La Hermandad de Penitencia ha arropado un año más al Cristo del Amparo en su recorrido por las calles desde el barrio de Olivares hasta la Plaza de Fray Diego de Deza, la de los tilos de la primavera, donde se ha procedido al rezo del Vía Crucis mientras el público se agolpaba expectante para ver el paso del Crucificado por el Arco, en una maniobra de precisión de sus cargadores en la noche de las tinieblas.
Los sonidos de las matracas rompían el silencio de la noche como si en verdad se hubiesen roto los cielos y surgiese así un cortejo que evoca otro escenario, otra época. Primero, la cruz parroquial de San Claudio; después, el pendón morado. Después, la cruz guía. Y después, dibujando cruces en el suelo, los hermanos, arropados en el paño pardo de silencios y soledades, la capa de honras de Aliste y portando en sus manos el humilde farol de pajar; humilde como el Cristo humilde cuyos pies besa una calavera.

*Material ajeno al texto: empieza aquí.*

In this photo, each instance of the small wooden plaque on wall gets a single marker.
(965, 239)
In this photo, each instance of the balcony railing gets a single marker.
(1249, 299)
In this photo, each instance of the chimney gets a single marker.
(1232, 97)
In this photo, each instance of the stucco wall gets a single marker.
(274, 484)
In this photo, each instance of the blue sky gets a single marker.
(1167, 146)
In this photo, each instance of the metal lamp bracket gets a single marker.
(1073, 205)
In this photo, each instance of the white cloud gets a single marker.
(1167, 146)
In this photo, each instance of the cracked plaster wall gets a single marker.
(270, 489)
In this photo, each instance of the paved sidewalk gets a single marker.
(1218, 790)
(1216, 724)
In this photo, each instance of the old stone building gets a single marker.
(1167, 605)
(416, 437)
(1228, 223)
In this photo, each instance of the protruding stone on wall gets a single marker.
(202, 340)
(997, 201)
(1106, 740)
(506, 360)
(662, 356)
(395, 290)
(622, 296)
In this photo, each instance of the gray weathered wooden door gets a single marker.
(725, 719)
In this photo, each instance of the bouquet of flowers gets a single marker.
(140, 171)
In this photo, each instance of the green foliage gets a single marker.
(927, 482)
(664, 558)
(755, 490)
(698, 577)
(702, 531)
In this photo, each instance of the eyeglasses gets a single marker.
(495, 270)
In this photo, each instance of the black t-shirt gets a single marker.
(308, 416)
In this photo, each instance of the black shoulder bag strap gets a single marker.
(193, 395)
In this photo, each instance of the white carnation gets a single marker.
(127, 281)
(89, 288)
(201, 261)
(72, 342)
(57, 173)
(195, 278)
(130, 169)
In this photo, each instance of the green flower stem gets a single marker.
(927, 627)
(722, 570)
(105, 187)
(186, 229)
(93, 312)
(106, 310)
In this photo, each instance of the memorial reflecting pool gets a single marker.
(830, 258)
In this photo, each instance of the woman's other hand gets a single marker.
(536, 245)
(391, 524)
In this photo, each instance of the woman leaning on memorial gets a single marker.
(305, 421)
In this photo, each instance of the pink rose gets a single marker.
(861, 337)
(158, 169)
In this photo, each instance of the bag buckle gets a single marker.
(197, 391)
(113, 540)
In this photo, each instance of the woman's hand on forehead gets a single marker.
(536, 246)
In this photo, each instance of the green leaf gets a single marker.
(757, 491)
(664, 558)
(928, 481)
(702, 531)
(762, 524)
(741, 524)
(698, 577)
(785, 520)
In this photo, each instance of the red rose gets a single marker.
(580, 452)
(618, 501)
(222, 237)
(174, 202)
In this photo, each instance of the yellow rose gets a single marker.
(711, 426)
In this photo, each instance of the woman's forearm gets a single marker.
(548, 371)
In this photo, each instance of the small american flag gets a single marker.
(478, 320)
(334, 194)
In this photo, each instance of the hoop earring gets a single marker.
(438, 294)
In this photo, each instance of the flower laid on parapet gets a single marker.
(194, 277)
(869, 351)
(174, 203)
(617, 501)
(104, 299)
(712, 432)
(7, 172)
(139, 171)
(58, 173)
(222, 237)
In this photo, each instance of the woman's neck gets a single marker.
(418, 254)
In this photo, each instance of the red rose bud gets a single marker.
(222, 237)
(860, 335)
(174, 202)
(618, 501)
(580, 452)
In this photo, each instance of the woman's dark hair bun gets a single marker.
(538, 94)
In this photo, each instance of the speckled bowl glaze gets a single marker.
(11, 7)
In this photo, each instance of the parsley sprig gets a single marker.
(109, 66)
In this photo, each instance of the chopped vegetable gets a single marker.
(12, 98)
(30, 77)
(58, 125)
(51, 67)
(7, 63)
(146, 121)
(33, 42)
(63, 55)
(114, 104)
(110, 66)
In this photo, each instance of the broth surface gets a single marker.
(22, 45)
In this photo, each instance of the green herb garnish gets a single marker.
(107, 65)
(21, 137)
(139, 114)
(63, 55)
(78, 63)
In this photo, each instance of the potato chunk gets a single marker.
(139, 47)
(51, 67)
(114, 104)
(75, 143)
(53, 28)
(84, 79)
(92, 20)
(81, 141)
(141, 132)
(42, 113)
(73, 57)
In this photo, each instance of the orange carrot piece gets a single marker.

Y la música del bombardino como un lamento, y el cuarteto de viento, y el público en las aceras de una ciudad a reventar, y los gráficos agolpados junto al arco del Obispo en busca de la mejor foto. Noche de Miércoles Santo en vena, sin anestesia. Noche de tinieblas y cántico.
Todo ello confluía en la Plaza de San Claudio, una plaza de pueblo con su crucero de pueblo y sus casas bajas de pueblo, el toque a muerto de las campanas junto al río, cuando comenzó a sonar el miserere alistano; un miserere de pueblo de tonalidad profunda y oscura, como un misterio que brotase de la misma tierra y no de las gargantas de los hombres, porque esta vez era un miserere cantado desde el dolor, con la emoción a flor de piel y la garganta rota por la ausencia de quien canta ya en el aire, sobre todas las cosas.
Ten mi Dios, mi bien, mi amor, misericordia de mí.